Alors, on pourrait faire... on pourrait
parler aussi de faire attention aux dérives judiciaires qui sont susceptibles
de causer des dommages, O.K., parce que, quand on parle de toucher physique,
alors, dans la littérature, on voit que les comportements de toucher envers des
enfants, ça peut être aussi favorisant... c'est bon pour l'équilibre des
enfants. Donc, ils établissaient dans la littérature... Mon collègue Denis
Jeffrey, notamment, un chercheur québécois, identifiait quatre types de touchers
qu'il indique «pédagogiques», mais qui pouvaient être mal interprétés lorsqu'on
analyse des situations, donc des touchers pédagogiques bienveillants,
sécurisants.
Alors, les articles de loi. Je vais
arriver aux recommandations. Je n'aurai pas le temps de toutes les voir, mais
vous me reprendrez dans le tournant avec vos questions. Alors, bien sûr, les
articles sur... concernant les articles de loi, alors, je suis d'avis aussi qu'il
ne faut pas limiter seulement à... la loi à inclure juste les élèves mineurs,
puisqu'on peut voir qu'il y a même... Dans les documents que je vous ai remis,
la dernière étude de l'Institut de la statistique du Québec, qui vient juste,
juste de sortir, montre que pour des élèves de plus de 12 ans, qui incluent des
adultes, on a aussi à peu près 18 %, il s'agirait d'agressions qui
viendraient du personnel scolaire. Alors, vous avez ça dans le mémoire.
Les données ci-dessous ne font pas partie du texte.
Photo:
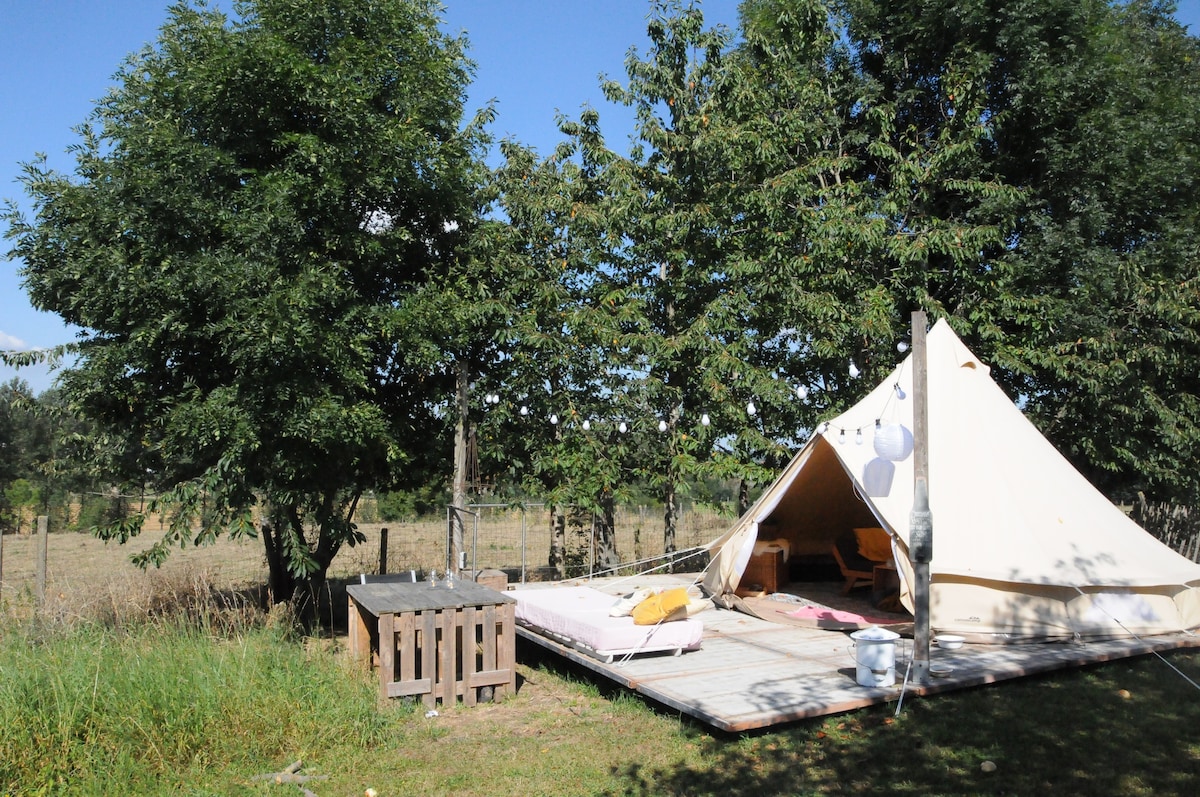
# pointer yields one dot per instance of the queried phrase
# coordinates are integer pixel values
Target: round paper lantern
(893, 442)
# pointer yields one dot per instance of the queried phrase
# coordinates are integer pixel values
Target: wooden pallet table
(435, 642)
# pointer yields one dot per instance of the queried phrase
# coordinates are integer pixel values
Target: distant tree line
(299, 281)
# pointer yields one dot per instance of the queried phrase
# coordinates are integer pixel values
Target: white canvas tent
(1024, 546)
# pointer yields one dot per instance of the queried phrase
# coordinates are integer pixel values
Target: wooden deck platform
(753, 673)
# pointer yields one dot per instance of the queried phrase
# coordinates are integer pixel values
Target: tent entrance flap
(1011, 514)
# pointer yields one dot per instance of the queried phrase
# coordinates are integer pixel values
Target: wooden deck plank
(751, 673)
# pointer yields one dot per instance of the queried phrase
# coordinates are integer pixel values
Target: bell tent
(1024, 546)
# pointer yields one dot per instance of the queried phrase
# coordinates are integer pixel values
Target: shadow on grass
(1066, 733)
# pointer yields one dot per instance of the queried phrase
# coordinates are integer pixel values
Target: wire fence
(520, 539)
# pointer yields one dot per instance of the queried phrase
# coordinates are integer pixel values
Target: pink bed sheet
(581, 616)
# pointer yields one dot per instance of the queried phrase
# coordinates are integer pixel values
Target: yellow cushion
(624, 606)
(669, 604)
(874, 544)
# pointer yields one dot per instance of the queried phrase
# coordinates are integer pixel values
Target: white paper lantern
(893, 442)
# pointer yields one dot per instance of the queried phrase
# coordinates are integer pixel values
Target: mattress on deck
(581, 616)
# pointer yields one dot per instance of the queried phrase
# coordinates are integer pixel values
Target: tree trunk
(558, 540)
(280, 582)
(670, 519)
(606, 555)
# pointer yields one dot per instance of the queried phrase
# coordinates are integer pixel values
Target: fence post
(383, 551)
(43, 529)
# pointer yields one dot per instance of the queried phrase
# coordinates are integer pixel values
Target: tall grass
(184, 689)
(172, 688)
(166, 707)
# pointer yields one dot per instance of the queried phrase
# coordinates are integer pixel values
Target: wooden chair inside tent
(857, 553)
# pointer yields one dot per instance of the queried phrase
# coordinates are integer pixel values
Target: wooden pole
(43, 540)
(383, 551)
(921, 522)
(459, 499)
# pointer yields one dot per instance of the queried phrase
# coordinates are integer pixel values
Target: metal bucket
(875, 657)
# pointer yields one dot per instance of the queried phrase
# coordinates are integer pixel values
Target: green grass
(172, 709)
(181, 705)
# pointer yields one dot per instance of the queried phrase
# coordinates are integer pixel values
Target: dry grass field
(85, 575)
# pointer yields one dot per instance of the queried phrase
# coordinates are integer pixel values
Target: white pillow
(624, 606)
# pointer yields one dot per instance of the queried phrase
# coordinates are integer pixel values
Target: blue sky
(535, 58)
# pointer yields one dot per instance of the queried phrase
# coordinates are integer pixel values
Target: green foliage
(255, 211)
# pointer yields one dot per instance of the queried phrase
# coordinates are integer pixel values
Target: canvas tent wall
(1024, 545)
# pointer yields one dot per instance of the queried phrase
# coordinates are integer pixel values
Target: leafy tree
(257, 214)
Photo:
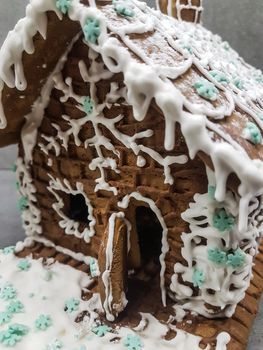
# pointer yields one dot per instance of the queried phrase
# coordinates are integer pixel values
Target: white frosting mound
(44, 290)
Dans le contexte scolaire, il serait plus
pertinent de considérer aussi tous les types d'intervenants, O.K., alors pas
seulement les enseignants, c'est vraiment important. C'est dans ce sens-là qu'on
travaille pour la lutte contre la violence à l'école dans les plans de lutte
depuis 12 ans, alors on sensibilise tous les adultes. Alors :
Baliser et décrire précisément les
comportements qui sont admis versus ceux qui ne sont pas admis et s'assurer
aussi que les gens qui lisent les documents ou qui analysent les situations le
fassent en contexte scolaire, parce que c'est un contexte bien particulier, et
dans les écoles on sait que toutes les professions qui ont eu à... qui ont
rapport à l'éducation, ce sont les professions relationnelles, donc la qualité
des relations est d'une importance capitale.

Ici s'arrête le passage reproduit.